Property fraud is on the increase and fraud methods change all the time. You should look out for anything that seems unusual or suspicious, as usually there will be more than one sign that fraud is being committed.
- What are the types of property fraud?
- Am I at risk of property fraud?
- What can I do if I think I’m at risk?
- Ensuring your protection during a property transaction
- As simple and stress free as possible
Identity theft and impersonation
Criminals may impersonate anyone involved in a property transaction, including owners, buyers, borrowers, lenders or conveyancers.
One of the ways that property fraud can occur is where a fraudster has used forged documents to claim they are the owner of a property. They then apply for mortgages against that property and the mortgage is registered against the title to the property at the Land Registry. The fraudster then pockets the proceeds of the mortgage and disappears leaving the owner of the property with a debt they know nothing about until the lender claims they have defaulted on the mortgage.
If a property already has a mortgage secured against it, then the consent of the original lender is required before additional borrowing can be completed which makes any fraud harder to undertake.
If you do not have a mortgage or do not live at the property and therefore do not receive any notices or letters that are sent there, you can protect yourself in several ways.
We would recommend that you make sure that you notify the Land Registry of any change of address you may have so that they have up to date records of where to write to you. You can have up to three addresses listed including an email address, so if you travel frequently you will be able to choose the most appropriate addresses for you.
It is possible to register a restriction on your legal title. This requires the consent of a third party before a mortgage can be completed and registered against the title to your property. You can apply for a restriction if you live in the property but you have to pay a fee.
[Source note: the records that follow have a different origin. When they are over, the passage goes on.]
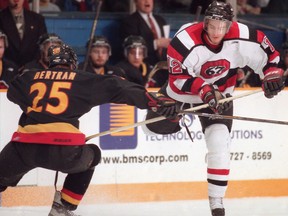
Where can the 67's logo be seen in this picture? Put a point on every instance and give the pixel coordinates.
(175, 67)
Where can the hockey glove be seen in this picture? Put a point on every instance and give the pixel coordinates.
(273, 82)
(211, 95)
(162, 105)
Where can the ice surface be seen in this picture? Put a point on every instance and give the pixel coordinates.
(269, 206)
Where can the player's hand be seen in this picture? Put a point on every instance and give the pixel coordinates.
(211, 95)
(273, 82)
(162, 105)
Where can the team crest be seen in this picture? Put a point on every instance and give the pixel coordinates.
(214, 68)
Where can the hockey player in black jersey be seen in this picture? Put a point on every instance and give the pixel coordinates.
(203, 59)
(98, 60)
(48, 135)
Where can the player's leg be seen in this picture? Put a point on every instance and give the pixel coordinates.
(218, 141)
(77, 181)
(12, 166)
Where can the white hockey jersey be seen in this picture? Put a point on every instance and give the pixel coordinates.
(192, 63)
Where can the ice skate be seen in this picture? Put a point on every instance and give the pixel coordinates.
(58, 208)
(216, 206)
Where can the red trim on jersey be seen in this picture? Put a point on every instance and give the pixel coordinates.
(196, 86)
(234, 31)
(198, 81)
(195, 31)
(218, 171)
(231, 82)
(174, 54)
(51, 138)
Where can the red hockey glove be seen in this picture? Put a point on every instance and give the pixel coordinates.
(162, 105)
(273, 82)
(211, 95)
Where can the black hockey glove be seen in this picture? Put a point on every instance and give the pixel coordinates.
(273, 82)
(211, 95)
(162, 105)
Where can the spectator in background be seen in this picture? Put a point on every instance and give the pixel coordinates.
(276, 7)
(98, 58)
(203, 3)
(150, 26)
(4, 4)
(135, 51)
(23, 29)
(8, 70)
(45, 41)
(71, 5)
(47, 6)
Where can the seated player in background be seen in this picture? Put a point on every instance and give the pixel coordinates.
(8, 69)
(98, 58)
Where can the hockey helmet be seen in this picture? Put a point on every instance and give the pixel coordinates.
(62, 55)
(49, 37)
(100, 41)
(134, 41)
(4, 36)
(219, 11)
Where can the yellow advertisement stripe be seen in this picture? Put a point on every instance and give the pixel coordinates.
(146, 192)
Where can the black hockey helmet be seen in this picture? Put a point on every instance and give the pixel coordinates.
(134, 41)
(219, 11)
(49, 37)
(101, 41)
(62, 55)
(4, 36)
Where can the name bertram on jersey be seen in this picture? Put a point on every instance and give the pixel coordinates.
(55, 75)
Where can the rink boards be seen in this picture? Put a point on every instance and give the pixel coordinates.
(136, 167)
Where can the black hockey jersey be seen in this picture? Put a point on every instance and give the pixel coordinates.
(52, 101)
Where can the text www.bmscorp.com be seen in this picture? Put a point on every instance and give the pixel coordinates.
(160, 159)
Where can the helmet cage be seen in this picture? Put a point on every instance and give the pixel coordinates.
(219, 11)
(62, 55)
(49, 37)
(136, 46)
(135, 41)
(4, 36)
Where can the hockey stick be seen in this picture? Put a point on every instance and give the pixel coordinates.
(92, 33)
(244, 80)
(218, 116)
(149, 121)
(159, 66)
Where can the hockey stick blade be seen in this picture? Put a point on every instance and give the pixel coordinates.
(218, 116)
(149, 121)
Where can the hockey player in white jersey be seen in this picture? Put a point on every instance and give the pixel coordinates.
(203, 59)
If you don’t live in the property but own it privately, it is free.
Criminals may use false ID to pretend to be a buyer and make an offer, then withdraw before exchanging. They can then use the information they’ve learned during the process to commit title fraud on the owner of the property. They may also continue with the transaction and steal any money raised from the lender.
Criminals may attempt to sell or mortgage a property by impersonating an owner using false or stolen ID.
Criminals often target:
- sole owners, especially of unmortgaged properties
- owners who have died
- owners living overseas
- absent owners, especially landlords
- owners who are in a hospital or care home
- owners who have built up equity in their property
A criminal may pretend to be a conveyancer or to act for an authorised firm of conveyancers. You should check the details of the conveyancer acting for the other party to make sure they’re correctly registered.
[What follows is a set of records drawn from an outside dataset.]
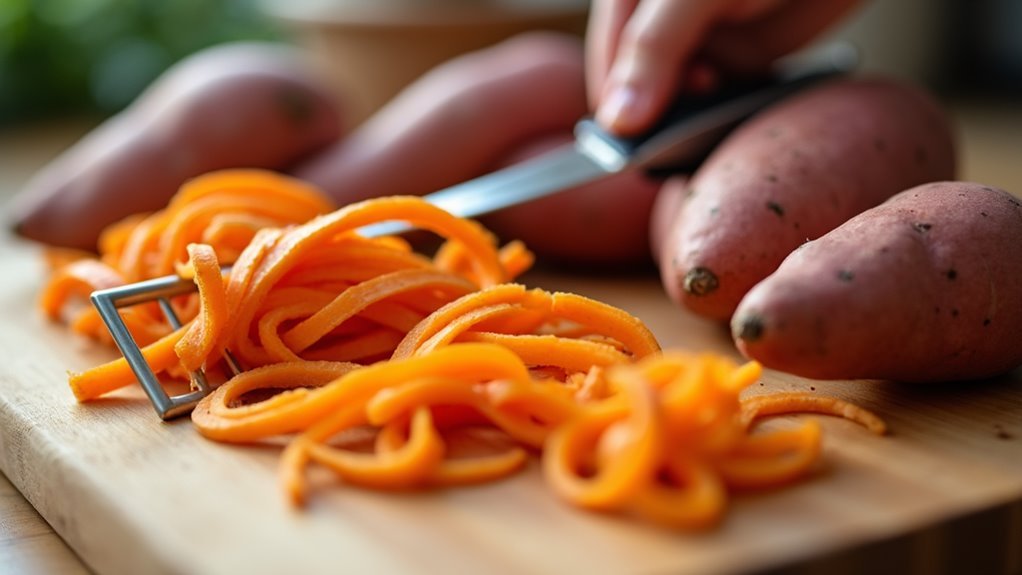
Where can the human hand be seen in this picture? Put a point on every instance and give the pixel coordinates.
(469, 116)
(639, 53)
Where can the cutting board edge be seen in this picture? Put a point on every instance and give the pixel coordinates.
(107, 543)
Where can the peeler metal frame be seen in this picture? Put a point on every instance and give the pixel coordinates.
(683, 137)
(107, 302)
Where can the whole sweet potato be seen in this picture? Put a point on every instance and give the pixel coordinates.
(240, 105)
(793, 173)
(485, 110)
(924, 287)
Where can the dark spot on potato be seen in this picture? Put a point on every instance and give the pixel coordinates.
(921, 155)
(295, 104)
(748, 328)
(700, 281)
Criminals may submit forged discharges - a formal recognition that a mortgage has been paid off.
Be wary if the source of the discharge is not a lender regulated by the Financial Conduct Authority, or where the lender itself does not give you the discharge.
Anyone who owns or is in the process of buying a home could potentially be targeted by scams, but some homeowners are more at risk than others.
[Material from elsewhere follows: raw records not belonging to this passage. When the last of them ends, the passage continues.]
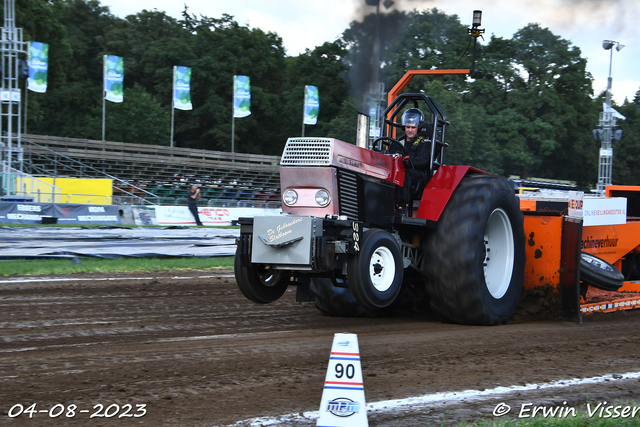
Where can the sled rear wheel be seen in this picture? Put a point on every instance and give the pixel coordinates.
(475, 258)
(599, 273)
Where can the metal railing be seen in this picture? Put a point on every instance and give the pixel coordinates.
(146, 199)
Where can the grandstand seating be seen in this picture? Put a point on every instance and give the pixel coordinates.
(153, 174)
If your property is empty or rented out, it is more vulnerable to fraud. Properties that aren’t mortgaged are seen as more high risk, as are those that are not registered with the Land Registry.
Properties most likely to be unregistered are those that haven’t been mortgaged or sold since 1990.
The first thing you should do is to sign up to the Land Registry Property Alert service.
Alerts are sent to you via email when official searches and applications are received against the property you want monitored.
If someone tries to make changes to a property you have registered – such as applying to change the registered owner of your property – a notification is sent to you via email.
It won’t automatically block any changes to the register but it will tell you what is happening so you can take appropriate action if necessary.
It’s a good service for landlords too, as you can monitor up to ten properties at one time free of charge.
More than one person can monitor a property at the same time, which is useful if you and your siblings are looking after a property for parents in care.
As professional property conveyancing solicitors, we actively engage with our clients to ensure that your data and monies are well protected. We insist that your bank details are only sent by post and will alert you to potential scams such as ignoring emails or phone calls that claim last minute changes of bank account details.
We would also advise:
- Do not send your bank details by email to anyone, either phone them through or take them into their office - if this is possible
- Choose your conveyancing solicitor carefully. Tees (incorporated under the name Stanley Tee LLP) is registered with the Law Society and the Council for Licensed Conveyancers
- Read anything sent to you by your conveyancing solicitor very carefully. We provide our clients with our bank details at the outset, by post and we stress that those details will not change
- If you are being pushed to proceed very quickly, be careful. Fraudsters often use this tactic so that emails are used and corners are cut
Whether you're buying your first house or expanding your buy-to-let portfolio, we keep in touch regularly and try to keep the process as simple and stress-free as possible.